Dava erkek lehine düşürüldü
Farklı bir hikaye ise 34 yaşındaki Salwa Al-Wakil’e ait. Salwa Al-Wakil, kendisini taciz eden erkeğe dava açmayı başardı. Fakat tacizci erkeğin hakkındaki suçlamaları reddetmesi üzerine yargılama yapılmadı, yani dava düşürüldü. İdlib’in Türkiye sınırındaki kamplarda eşleri olmayan kadınlarla ilgili istatistik bilgiler toplayan bir ofiste koordinatör olarak çalışan Salwa Al Wakeel, “Rastgele kamplardan birinde çalışırken, müstehcen sözlerle hitap eden bir kişi tarafından taciz edildim ve bu benim için çok büyük bir panik, allak bullak olmuştum. Uğradığım taciz yüzünden çalıştığım işyerini terk ettim. Bu korkuyla yaşamaktansa işsiz kalmayı seçtim” diyerek psikolojik krizler yaşadığını söyledi.
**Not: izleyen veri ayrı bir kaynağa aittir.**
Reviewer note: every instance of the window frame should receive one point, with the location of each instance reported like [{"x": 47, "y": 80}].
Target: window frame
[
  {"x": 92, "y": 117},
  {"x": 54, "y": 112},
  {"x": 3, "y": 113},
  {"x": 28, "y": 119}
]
Erkeklerin beyanları esas alınıyor
İdlib’te insan hakları aktivisti olan Lama Qatea, kentte kadınlara yönelik baskıların had safhada olduğunu vurguladı. ‘Ahlak’ adı altında kadınların fiziksel ve psikolojik baskıya maruz kaldıklarını ve ahlak olgusu nedeniyle ise maruz kaldıkları baskı, taciz gibi sorunlarla mücadele edemediklerini aktaran Lama Qatea, tacizin suç sayılmadığını, tacizcilerin cezalandırılmadığını ve şikayetlerde erkeklerin ifadelerinin esas aldığını vurguladı. Lama Qatea, “Bu olgunun şiddetle artmasının nedeni yetkililerin bu tür vakaları yanlış ele alıyor olması. Daha doğrusu zihniyetleri ölçüsünde ele almaları” dedi. Toplumda çalışan kadınların başlı başına ‘tehlikeli’ olarak algılandığını söyleyen akitvist Lama Qatea, kadın haklarını koruyan yasaların kadınların mücadelesi ile elde edileceğini vurguladı.